20 KiB
title | date | tags | ||
---|---|---|---|---|
Grafana Oncall | 2022-09-13T10:52:53-07:00 |
|
I've had several instability issues with my Kubernetes cluster recently, and so I wanted to install some monitoring to notify me of incipient issues. I'm already using Grafana dashboards to visualize the state of my cluster (using some of my own hand-crafted dashboards along with some pre-existing Kubernetes-specific ones), but that's only useful if I happen to be looking at it at the time a problem is happening - it won't warn me of a brewing problem (and, if the problem results in my VPN becoming unavailable while I'm away from home, that could result in complete disconnection).
Enter OnCall, "an open source, easy-to-use on-call management tool built to help teams improve their collaboration and resolve incidents faster". I'll only be using a miniscule slice of its functionality - monitoring cluster health metrics, and notifying me if they start looking bad - but it's really cool to see how Grafana is branching out and delivering awesome products in the Observability and Incident Management spaces.

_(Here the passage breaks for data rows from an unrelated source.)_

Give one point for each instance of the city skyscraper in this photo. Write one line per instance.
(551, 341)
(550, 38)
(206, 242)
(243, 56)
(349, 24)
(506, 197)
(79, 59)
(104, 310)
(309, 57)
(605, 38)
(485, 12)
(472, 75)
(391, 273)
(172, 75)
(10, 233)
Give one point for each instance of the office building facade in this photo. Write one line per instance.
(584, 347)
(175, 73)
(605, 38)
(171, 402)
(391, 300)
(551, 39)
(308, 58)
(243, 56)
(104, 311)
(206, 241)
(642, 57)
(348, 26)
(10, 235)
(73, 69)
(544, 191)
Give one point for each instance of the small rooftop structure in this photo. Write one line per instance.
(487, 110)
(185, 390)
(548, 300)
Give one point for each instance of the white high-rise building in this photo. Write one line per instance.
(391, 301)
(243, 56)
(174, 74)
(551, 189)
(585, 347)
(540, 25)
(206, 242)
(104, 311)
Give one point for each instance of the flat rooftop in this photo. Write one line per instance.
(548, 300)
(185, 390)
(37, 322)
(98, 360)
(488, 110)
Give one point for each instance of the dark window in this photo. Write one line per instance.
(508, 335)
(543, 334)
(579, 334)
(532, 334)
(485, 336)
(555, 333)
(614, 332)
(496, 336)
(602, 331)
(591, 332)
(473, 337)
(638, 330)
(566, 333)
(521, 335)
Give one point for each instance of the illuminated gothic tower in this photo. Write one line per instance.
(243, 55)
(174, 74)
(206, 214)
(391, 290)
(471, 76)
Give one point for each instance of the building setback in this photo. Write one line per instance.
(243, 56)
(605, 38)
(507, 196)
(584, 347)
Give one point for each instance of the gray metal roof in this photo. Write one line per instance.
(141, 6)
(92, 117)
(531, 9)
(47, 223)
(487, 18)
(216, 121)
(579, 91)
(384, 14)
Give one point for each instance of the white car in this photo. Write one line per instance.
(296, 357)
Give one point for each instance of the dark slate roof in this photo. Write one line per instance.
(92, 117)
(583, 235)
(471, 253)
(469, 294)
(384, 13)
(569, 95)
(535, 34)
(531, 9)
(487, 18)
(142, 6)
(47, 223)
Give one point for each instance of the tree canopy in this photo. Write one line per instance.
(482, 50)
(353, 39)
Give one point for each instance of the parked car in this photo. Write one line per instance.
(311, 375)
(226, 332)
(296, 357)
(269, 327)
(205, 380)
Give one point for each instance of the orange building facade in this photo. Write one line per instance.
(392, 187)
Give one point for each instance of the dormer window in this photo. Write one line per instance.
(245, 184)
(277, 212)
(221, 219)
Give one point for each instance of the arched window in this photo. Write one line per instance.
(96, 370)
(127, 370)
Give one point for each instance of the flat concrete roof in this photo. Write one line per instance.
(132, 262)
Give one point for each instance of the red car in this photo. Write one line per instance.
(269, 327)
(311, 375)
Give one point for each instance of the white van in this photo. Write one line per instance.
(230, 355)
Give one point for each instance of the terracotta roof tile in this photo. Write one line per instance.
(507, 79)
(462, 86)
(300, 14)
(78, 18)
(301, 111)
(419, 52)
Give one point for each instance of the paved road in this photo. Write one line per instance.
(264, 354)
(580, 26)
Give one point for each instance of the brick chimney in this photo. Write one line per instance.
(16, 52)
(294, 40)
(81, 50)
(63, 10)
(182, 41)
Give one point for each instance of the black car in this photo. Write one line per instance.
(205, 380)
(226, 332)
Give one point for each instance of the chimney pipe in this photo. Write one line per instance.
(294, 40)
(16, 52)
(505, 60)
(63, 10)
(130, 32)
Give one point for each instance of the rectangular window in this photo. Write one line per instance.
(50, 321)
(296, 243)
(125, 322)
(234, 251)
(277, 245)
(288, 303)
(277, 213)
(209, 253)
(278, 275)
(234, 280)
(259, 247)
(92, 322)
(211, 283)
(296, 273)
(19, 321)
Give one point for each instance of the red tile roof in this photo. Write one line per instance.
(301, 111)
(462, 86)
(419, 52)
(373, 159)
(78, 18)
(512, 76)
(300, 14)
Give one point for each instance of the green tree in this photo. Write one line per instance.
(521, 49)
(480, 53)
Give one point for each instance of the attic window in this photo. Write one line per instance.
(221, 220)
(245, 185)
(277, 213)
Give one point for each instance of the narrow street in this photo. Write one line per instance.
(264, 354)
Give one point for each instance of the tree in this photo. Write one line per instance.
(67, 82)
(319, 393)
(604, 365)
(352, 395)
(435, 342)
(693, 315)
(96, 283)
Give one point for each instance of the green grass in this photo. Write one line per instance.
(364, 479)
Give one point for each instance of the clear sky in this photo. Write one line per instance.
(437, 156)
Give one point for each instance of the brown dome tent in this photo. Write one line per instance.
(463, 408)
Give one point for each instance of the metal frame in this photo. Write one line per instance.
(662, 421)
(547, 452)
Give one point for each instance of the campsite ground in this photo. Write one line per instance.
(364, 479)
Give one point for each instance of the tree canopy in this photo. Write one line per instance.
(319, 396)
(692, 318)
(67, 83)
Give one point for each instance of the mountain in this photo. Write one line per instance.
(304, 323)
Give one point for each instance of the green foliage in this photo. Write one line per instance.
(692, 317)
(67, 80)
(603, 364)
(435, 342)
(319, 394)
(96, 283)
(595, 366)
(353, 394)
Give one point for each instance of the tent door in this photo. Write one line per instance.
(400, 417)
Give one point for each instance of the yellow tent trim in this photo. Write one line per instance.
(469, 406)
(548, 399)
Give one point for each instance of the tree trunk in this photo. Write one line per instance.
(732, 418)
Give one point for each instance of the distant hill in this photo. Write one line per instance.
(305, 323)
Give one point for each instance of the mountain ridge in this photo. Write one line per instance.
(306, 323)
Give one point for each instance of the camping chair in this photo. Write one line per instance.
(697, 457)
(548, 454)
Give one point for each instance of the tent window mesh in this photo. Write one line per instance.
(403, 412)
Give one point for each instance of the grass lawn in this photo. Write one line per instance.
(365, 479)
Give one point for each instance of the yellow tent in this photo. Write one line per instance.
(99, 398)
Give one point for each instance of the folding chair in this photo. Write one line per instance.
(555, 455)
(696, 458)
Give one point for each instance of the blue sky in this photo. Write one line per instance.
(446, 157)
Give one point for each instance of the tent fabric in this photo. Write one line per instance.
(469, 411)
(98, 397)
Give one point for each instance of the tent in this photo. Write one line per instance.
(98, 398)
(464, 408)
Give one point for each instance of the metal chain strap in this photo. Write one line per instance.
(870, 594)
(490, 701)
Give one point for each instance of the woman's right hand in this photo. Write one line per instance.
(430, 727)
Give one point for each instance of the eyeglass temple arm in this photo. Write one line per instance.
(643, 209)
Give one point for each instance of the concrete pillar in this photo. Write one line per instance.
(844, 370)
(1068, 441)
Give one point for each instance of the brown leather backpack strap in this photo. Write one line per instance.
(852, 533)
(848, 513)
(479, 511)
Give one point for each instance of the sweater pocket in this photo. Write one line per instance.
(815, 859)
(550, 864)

Unfortunately, although an arm64-compatible image of Grafana Oncall was made available a couple of weeks ago, running OnCall on my Pi-hosted K3s cluster wasn't as simple as the instructions might have you believe. Follow along as I show you the steps I went through.
EDIT: Oncall installation on an arm64-cluster is now considerably simpler than it was at the time of writing this article! See this code snapshot and/or [this blog post]({{< ref "/posts/rebuild-from-scratch" >}}) for the update. Original content follows below...
Full disclosure, I'm very new to Helm - OnCall's Helm chart is only the second chart I've worked with - so it's very possible that I've misunderstood some aspects or executed something non-idiomatically. Constructive criticism welcome!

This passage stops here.